Later on that summer, my father had a heart attack while I was abroad in Brussels for my internship.
One day I realised I couldn’t really see from my left eye and I had another bleed. I went to the hospital there and I was told I would need immediate surgery. I returned to Malta in secret – I did not even tell my parents because my father was still in hospital.
Towards the end of that summer I felt so down. I didn’t want to go out and socialise because I really didn’t want to be asked about what I had gone through. Such experiences, however, push me to carry on raising awareness and working in the context of Europe in regards to diabetes.
What’s your advice for others who suffer with type 1 diabetes?

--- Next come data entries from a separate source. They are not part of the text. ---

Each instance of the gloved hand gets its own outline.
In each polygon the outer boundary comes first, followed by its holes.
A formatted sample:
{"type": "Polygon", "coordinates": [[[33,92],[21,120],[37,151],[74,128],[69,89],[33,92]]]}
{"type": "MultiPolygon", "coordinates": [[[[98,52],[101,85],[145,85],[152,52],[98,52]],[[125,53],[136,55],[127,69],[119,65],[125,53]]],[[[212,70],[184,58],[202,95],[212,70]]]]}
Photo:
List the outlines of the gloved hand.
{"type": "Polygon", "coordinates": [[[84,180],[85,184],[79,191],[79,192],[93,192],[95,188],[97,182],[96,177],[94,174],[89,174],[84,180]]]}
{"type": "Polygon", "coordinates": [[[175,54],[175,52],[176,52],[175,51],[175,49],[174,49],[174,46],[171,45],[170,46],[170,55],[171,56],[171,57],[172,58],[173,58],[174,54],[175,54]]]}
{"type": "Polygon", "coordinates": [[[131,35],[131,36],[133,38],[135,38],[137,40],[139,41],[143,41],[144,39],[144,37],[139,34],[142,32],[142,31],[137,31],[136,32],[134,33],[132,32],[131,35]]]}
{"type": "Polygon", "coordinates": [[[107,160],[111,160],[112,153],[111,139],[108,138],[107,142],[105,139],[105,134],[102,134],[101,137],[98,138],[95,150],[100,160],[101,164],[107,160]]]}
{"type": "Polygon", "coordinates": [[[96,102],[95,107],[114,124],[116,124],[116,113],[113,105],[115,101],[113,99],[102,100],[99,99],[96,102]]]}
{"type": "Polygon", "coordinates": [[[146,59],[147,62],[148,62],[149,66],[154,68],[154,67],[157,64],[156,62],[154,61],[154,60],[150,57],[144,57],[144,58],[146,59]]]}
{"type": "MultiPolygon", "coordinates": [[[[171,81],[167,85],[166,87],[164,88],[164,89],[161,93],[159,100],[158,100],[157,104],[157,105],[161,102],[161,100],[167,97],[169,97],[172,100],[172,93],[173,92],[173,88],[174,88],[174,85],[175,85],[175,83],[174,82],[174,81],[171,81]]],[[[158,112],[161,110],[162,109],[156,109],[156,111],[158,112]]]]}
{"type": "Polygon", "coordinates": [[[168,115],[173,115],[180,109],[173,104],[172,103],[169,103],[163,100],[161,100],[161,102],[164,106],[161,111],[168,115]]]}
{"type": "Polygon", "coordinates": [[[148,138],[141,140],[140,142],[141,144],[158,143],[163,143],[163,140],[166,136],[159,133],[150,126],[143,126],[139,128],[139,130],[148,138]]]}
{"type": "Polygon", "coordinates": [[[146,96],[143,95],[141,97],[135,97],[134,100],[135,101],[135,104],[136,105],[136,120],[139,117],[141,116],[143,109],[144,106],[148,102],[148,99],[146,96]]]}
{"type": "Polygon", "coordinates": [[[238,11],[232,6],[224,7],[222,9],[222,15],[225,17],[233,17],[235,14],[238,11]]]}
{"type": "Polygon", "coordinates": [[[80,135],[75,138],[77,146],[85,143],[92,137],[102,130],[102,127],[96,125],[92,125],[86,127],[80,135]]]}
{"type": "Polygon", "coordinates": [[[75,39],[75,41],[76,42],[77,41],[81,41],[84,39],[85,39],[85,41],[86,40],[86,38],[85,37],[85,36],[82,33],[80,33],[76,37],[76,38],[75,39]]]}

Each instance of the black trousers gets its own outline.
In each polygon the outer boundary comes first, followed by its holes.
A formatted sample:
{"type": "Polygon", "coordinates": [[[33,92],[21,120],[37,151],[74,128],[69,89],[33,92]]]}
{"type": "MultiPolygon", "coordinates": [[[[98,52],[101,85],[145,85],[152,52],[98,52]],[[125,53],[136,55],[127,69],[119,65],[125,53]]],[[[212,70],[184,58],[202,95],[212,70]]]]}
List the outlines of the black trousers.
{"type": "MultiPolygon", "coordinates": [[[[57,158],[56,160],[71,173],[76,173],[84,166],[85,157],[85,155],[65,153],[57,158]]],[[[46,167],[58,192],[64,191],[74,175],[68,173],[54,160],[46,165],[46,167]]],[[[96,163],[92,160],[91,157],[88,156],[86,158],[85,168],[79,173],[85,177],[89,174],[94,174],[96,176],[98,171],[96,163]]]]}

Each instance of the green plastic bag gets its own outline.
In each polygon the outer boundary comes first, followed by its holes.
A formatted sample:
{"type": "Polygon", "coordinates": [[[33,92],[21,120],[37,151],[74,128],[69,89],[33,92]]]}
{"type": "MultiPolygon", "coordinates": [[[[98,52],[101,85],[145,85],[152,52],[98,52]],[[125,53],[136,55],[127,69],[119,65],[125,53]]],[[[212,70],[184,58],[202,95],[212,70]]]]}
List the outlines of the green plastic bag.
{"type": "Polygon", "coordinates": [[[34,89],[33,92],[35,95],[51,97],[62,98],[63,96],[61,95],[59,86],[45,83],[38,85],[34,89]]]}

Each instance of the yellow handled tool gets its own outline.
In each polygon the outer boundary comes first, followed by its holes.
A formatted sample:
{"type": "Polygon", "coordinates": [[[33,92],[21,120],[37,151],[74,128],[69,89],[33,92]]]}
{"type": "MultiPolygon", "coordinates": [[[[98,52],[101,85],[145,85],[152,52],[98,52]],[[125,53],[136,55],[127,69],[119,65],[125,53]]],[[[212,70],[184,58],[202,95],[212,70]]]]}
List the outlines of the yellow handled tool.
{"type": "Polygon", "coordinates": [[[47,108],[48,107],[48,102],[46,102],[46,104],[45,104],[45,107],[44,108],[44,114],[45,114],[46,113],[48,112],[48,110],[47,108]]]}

I have still managed to live in Brussels and do an amazing internship, despite living with
type 1 diabetes. I will always have to be cautious, but I’ve managed to achieve many things. I have met many people who have just been diagnosed, and of course it is a lot to take in.
It’s very difficult, and I understand that. So when I meet with people who have just been diagnosed, I always say that if you need to scream or smash something, well, you can. I would go buy plates or glasses and then we’d go and smash them up, letting go of the frustrations.
When you look at me you don’t go ‘Oh, she has diabetes.’ It is a big part of my life, yes, but really you’re just a person; you’re not diabetes. Diabetes should not hold you back, I’m still young and I have the whole world in front of me.
I love travelling and diabetes certainly hasn’t stopped me from doing that. Before I used to overthink: ‘Oh, I can’t go out to Paceville with my friends because of diabetes.’ But really life is about living. You should never give up. That’s my advice.